Our forces on the North-Caucasian front have won great victories, cleansing extensive areas of the White Guard bands and penetrating into Krasnov’s rear.[1] There is breakdown and collapse among the soldiers of Krasnov and Denikin. The poorly-clothed, poorly-armed, forcibly mobilised Cossacks and peasants are, in considerable numbers, ready to surrender to the Red forces, but are held back by fear that they will be shot.

I order all commanders, leaders of units and commissars to pay strict heed to ensure that any peasants and working Cossacks, mobilised by Krasnov, who come over to our side are not subjected to any penalties. Every Cossack or peasant who changes his mind and lays down his arms must be received not as an enemy but as a friend. I forbid, on pain of strictest punishment, the shooting of rank-and-file Cossacks and enemy soldiers. The time is soon coming when the working Cossacks, after settling accounts with their counter-revolutionary officers, will be united with the whole of working Russia under the banner of the Soviet power.

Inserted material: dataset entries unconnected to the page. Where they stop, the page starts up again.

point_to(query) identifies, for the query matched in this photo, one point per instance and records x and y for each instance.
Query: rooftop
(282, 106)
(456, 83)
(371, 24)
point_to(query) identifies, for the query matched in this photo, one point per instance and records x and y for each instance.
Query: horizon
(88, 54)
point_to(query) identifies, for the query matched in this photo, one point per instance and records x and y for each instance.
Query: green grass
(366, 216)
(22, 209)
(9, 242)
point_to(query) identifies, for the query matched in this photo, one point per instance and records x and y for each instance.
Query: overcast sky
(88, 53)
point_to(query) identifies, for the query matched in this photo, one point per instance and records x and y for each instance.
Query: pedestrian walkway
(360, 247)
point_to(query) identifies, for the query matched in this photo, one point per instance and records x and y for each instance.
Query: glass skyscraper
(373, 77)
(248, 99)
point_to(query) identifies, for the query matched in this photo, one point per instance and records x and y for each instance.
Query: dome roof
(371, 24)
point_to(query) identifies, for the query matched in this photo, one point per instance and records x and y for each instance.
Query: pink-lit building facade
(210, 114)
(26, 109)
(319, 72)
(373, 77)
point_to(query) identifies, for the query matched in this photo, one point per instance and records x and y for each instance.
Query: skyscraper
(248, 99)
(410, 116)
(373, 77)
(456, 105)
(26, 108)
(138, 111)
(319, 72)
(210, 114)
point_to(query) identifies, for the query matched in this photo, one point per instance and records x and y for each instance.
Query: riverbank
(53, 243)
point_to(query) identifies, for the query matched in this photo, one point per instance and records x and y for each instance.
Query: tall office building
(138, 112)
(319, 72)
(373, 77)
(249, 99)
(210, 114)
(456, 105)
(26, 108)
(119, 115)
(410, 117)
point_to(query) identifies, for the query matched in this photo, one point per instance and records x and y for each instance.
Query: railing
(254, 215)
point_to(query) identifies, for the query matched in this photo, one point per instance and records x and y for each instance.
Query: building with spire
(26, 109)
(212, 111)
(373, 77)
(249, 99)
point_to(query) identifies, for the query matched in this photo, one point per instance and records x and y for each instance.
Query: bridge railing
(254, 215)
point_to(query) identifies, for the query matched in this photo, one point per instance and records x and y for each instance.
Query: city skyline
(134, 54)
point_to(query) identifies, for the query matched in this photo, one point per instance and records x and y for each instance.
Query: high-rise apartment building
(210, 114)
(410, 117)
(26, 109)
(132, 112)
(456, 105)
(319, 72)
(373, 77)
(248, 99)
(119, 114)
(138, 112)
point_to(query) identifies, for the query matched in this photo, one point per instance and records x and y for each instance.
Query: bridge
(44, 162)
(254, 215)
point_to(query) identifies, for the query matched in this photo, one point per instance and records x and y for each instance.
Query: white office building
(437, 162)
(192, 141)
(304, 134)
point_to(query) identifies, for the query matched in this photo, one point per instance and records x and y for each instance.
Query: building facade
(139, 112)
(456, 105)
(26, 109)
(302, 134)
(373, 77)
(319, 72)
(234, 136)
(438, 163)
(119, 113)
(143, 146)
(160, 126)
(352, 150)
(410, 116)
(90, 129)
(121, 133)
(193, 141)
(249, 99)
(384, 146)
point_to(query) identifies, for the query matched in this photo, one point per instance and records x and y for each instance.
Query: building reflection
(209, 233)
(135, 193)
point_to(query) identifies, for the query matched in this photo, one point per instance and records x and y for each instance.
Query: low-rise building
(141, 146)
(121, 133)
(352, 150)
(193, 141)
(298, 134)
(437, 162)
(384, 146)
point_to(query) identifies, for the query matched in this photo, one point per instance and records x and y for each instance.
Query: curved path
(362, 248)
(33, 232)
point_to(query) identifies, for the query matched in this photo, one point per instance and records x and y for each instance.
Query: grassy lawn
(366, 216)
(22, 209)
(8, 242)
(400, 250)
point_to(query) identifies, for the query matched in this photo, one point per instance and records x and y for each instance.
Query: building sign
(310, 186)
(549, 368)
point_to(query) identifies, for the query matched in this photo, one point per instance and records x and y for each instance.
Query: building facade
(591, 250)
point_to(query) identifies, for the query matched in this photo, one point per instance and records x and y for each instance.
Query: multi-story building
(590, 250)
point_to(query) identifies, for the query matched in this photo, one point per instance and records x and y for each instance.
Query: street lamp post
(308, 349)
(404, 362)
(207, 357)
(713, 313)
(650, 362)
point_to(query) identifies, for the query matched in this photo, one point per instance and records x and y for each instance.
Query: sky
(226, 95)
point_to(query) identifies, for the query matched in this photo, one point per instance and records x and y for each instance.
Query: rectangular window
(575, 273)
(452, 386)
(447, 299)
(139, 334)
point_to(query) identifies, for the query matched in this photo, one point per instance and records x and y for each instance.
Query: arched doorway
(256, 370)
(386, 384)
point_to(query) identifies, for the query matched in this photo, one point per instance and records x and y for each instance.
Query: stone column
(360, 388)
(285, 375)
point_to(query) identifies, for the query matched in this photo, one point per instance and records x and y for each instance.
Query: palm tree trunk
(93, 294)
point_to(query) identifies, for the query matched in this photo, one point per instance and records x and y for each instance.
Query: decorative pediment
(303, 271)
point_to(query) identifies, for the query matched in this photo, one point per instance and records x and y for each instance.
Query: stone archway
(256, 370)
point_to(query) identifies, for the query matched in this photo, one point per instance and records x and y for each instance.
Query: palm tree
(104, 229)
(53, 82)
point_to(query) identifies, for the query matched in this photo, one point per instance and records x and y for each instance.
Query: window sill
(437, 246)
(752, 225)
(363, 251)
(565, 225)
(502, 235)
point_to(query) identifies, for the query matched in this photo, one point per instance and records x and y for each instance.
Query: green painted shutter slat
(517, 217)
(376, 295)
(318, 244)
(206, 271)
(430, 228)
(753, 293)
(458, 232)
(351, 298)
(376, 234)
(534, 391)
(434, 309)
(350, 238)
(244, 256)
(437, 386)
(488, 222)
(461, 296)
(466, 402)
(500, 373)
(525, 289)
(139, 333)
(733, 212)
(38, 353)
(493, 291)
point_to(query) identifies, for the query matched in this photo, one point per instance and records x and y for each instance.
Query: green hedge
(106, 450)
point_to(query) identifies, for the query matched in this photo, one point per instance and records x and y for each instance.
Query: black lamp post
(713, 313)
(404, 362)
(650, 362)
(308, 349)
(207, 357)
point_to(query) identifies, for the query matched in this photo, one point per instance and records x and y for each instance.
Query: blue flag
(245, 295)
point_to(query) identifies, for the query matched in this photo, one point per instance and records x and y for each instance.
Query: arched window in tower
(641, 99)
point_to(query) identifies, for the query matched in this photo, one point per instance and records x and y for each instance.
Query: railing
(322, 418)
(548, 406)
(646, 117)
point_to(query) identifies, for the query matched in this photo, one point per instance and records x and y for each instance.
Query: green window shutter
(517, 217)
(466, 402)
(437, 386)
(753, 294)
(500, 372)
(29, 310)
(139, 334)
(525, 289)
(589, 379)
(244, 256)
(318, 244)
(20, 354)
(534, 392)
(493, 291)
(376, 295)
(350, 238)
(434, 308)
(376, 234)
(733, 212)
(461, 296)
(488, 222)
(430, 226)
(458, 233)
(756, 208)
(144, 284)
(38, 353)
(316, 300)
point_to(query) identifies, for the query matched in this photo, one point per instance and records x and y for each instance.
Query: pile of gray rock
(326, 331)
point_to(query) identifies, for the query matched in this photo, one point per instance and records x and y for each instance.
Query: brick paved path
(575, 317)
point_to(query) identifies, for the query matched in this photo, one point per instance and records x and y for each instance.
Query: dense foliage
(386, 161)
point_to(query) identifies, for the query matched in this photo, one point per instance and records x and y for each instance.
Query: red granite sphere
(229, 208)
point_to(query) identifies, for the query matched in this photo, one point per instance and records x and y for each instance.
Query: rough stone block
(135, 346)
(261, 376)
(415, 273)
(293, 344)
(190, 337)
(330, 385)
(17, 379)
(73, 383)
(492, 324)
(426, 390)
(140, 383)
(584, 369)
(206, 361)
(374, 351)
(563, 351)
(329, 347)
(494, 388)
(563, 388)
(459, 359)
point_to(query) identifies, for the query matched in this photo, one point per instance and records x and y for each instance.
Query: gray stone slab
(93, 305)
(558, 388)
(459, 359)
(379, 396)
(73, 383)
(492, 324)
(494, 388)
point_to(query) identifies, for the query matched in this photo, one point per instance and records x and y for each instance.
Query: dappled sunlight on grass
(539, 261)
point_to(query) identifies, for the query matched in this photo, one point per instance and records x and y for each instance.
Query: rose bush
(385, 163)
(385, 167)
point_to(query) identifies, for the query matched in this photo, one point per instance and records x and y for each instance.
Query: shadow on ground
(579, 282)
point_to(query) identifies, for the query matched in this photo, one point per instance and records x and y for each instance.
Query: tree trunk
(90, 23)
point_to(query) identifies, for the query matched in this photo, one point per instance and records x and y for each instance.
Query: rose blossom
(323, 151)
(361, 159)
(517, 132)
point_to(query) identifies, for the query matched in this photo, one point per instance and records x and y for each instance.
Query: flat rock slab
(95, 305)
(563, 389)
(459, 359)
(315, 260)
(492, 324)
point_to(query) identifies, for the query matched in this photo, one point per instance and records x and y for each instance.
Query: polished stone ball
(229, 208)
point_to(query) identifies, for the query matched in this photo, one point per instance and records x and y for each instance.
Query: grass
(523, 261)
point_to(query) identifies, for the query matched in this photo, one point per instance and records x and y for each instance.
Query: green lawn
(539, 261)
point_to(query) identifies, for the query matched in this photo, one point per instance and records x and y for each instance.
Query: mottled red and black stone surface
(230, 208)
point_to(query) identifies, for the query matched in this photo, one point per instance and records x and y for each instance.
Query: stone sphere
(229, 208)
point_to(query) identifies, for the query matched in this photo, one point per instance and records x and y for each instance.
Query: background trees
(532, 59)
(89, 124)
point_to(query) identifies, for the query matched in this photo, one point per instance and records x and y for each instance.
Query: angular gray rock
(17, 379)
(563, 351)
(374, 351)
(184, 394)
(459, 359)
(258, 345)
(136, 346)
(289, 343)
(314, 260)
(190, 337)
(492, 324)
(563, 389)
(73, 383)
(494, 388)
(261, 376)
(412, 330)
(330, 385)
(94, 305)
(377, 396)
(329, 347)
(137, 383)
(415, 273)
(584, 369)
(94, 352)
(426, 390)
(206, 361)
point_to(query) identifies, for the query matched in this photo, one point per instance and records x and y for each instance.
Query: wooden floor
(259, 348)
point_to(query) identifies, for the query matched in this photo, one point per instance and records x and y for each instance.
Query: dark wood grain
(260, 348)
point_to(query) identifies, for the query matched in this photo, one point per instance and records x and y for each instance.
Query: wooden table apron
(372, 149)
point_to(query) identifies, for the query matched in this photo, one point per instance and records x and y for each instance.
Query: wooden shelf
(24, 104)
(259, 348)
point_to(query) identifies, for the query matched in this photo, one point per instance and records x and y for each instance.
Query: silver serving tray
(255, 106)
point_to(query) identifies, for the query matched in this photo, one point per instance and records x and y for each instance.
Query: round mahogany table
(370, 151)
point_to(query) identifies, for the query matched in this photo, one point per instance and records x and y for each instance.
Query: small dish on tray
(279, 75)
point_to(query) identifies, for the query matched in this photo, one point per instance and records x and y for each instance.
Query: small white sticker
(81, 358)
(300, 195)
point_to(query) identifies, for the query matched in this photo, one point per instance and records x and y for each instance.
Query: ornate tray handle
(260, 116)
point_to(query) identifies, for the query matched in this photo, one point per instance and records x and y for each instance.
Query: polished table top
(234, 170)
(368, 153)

  1. The reference is to the heroic struggle of the Eleventh Army of the North-Caucasian Front which, cut off from the centre, drew upon itself the whole of Denikin’s Volunteer Army, preventing them from giving any help to Krasnov. At the end of October the Tamam Army [Serafimovich’s novel The Iron Flood describes the experiences of the Taman Army in this campaign.] took Stavropol and directly threatened Krasnov’s rear. A severe epidemic of typhus (40,000 soldiers were sick at the same time), the extreme exhaustion of the Red Army men, the shortage of supplies, and complete isolation from the centre brought this army almost to the brink of collapse. After their withdrawal to Astrakhan, the remnants of the Eleventh Army constituted the cadres of the famous 33rd Kuban, 7th Cavalry and 34th Rifle Divisions, which fought on the fronts of the civil war until the very end.